The amount of time spent at each location.
Additionally, a home office deduction can be allowed when the home office is principally used for administrative and management activities if both of the following apply:
You use it exclusively and regularly for administrative or management activities of the trade or business.
There is no other fixed location where you conduct substantial administrative or management activities of the trade or business.
Example: You're a self-employed plumber, and you spend most of your working hours visiting customers, installing and fixing their pipes. You also have 1 room in your house that you use to make and receive customer phone calls, do your billing, and maintain your business's books. Because the room is the only fixed location at which you perform administrative activities, your home office qualifies as your principal place of business.
Administrative or management activities include any of the following:
Billing customers, clients, or patients
Keeping books and records
Ordering supplies
Setting up appointments
Forwarding orders or writing reports
Phoning customers
The following activities won't disqualify a home office as the principal place of business:
You have others conduct administrative or management activities at locations other than your home. For example, another company does the billing from its place of business.
You conduct administrative or management activities at places that aren't fixed locations of the business, such as in a car or a hotel room.
You occasionally conduct minimal administrative or management activities at a fixed location outside your home.

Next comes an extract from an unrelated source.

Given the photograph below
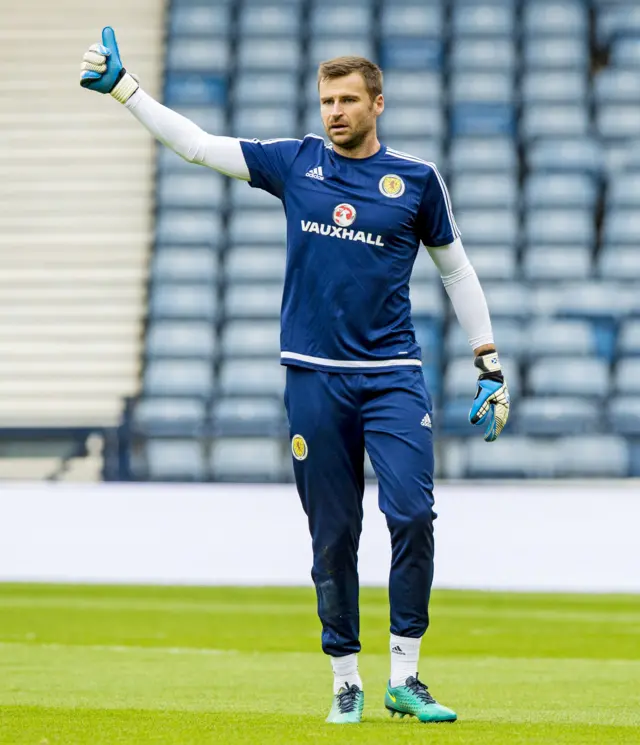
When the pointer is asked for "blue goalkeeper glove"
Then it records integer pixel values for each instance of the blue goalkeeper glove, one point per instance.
(102, 69)
(491, 404)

You conduct substantial nonadministrative or nonmanagement business activities at a fixed location outside your home. For example, you meet with or provide services to customers, clients, or patients at a fixed location of the business outside your home.
You have suitable space to conduct administrative or management activities outside your home, but choose to use the home office for those activities.

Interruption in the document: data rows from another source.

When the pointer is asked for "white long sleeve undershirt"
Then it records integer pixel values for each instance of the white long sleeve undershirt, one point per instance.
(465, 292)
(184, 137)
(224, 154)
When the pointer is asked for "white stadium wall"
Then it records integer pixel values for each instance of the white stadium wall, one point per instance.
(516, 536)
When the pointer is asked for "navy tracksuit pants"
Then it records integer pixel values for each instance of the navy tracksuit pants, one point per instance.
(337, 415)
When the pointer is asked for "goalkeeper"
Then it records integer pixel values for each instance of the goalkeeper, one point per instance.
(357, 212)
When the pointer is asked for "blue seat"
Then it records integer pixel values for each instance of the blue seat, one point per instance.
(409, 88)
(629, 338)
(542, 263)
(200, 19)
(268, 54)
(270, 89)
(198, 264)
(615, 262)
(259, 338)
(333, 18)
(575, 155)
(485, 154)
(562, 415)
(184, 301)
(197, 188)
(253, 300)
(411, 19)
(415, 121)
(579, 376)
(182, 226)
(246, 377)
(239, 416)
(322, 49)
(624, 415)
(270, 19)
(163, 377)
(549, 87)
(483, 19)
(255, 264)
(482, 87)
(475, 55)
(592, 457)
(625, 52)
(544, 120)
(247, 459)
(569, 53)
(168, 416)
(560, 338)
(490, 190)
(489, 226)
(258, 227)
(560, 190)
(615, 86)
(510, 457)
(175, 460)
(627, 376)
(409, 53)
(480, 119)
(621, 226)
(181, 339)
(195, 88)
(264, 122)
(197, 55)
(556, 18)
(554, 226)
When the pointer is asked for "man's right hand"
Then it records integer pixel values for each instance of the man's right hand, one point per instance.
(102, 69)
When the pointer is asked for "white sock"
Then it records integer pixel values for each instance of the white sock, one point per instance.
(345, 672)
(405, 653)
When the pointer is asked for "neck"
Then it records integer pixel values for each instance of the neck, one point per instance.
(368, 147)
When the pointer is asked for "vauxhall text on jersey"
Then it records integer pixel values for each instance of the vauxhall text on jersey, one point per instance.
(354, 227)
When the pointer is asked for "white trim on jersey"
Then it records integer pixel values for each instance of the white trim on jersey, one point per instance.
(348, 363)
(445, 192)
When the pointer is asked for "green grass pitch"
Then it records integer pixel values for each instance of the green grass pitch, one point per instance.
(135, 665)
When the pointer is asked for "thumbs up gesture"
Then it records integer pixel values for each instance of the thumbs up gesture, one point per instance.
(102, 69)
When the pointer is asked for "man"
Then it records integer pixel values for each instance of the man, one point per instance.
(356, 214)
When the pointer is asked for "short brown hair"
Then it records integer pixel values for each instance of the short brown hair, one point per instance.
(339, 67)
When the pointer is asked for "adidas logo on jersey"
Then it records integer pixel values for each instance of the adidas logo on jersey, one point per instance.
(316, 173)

If you’re engaged in more than 1 trade or business, whether or not your home office is the principal place of business must be determined separately for each trade or business activity. One home office may be the principal place of business for more than one activity. However, you won’t meet the exclusive-use test for any activity unless each activity conducted in that office meets all the tests for the home-office deduction.
Example: You’re employed as a teacher, and your principal place of work is the school. You also have a mail-order cosmetics business, and all of your work in the cosmetics business is done in your home office, and the office is used exclusively for the business. However, on occasion, you also use your home office to grade papers for school. Because the office isn’t used exclusively for your cosmetics business, you can’t claim the home-office deduction
If you meet patients, clients, or customers in your home office in the normal course of business, the office qualifies for a deduction if you meet the regular- and exclusive-use tests.
Example: You sell insurance, and use the front room of your home regularly and exclusively for your insurance work. You often hold meetings with clients there, as well as listen to sales presentations, and conduct other insurance-related business. Because you meet the regular- and exclusive-use tests and meet clients there, your home office qualifies for the deduction.
Deductible home-office expenses include:
Direct expenses to the business part of your home (such as painting and repairs in the area used for business)
The business percentage of indirect expenses for keeping up and running your entire home (such as depreciation, rent, dwelling insurance, utilities, maintenance, and general repairs)
You can’t deduct expenses for landscaping or lawn care unless a business purpose can be shown, such as use as a display to potential clients of a lawn-care business.